Fedarko ended his talk with a plea that sounds peculiar for an author – but perhaps not for one who loves the Grand Canyon as he does.
“Don’t buy ‘The Emerald Mile’,” he said. “Give your money to the Grand Canyon Trust.”
Of course, those of a mind to could do both.
Authors series dubbed a success
Organizers of the Amazing Authors Series, which brought regional writers to three library venues (Cortez, Telluride, and Bayfield) every month from October through May, say the response was encouraging and they are looking forward to next year’s series.

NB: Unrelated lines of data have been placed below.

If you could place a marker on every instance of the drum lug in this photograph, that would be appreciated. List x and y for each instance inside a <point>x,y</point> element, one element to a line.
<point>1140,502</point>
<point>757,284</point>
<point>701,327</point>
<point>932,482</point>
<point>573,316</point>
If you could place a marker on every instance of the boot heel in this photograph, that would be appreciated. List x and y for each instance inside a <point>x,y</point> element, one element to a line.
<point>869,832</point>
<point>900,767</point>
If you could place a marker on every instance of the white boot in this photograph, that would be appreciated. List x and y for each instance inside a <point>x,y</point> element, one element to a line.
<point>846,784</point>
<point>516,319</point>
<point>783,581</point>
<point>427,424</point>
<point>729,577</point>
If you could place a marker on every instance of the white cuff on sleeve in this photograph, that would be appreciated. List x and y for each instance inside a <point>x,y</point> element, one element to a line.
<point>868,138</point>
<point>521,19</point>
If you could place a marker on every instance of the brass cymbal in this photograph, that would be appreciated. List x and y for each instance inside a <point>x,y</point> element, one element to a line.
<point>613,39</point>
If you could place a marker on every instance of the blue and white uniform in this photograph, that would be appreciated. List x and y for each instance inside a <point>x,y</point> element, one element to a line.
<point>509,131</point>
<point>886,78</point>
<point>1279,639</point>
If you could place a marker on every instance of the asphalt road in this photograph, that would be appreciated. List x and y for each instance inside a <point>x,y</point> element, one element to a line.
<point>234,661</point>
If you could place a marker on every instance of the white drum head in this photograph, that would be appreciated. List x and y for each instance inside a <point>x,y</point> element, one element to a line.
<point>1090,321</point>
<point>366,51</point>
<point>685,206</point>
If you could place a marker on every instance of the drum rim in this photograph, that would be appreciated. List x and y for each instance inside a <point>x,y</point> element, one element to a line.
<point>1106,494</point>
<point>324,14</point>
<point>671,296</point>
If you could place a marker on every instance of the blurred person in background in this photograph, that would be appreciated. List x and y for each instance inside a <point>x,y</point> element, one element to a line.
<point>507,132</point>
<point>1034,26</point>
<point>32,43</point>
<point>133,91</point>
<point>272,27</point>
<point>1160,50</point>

“I feel it went really well,” said Eric Ikenouye. “I wasn’t sure how people would respond to an authors’ series, but the response from the community was really good and it grew with each author. With Kevin Fedarko (the final author) we had well over 100.”
Ikenouye said there were even some attendees who told him they had driven from Durango to attend a talk. “I was surprised and impressed.” Kathy Berg, facilitator for the series, agreed. “It’s been such a wonderful success and I appreciate all the support from the community. The authors were truly amazing – entertaining and bright.”
Organizers are at work planning next year’s offerings. “People have been asking us already what authors are going to come next year,” Ikenouye said. He said they welcome suggestions – “We don’t want to say no to anyone.”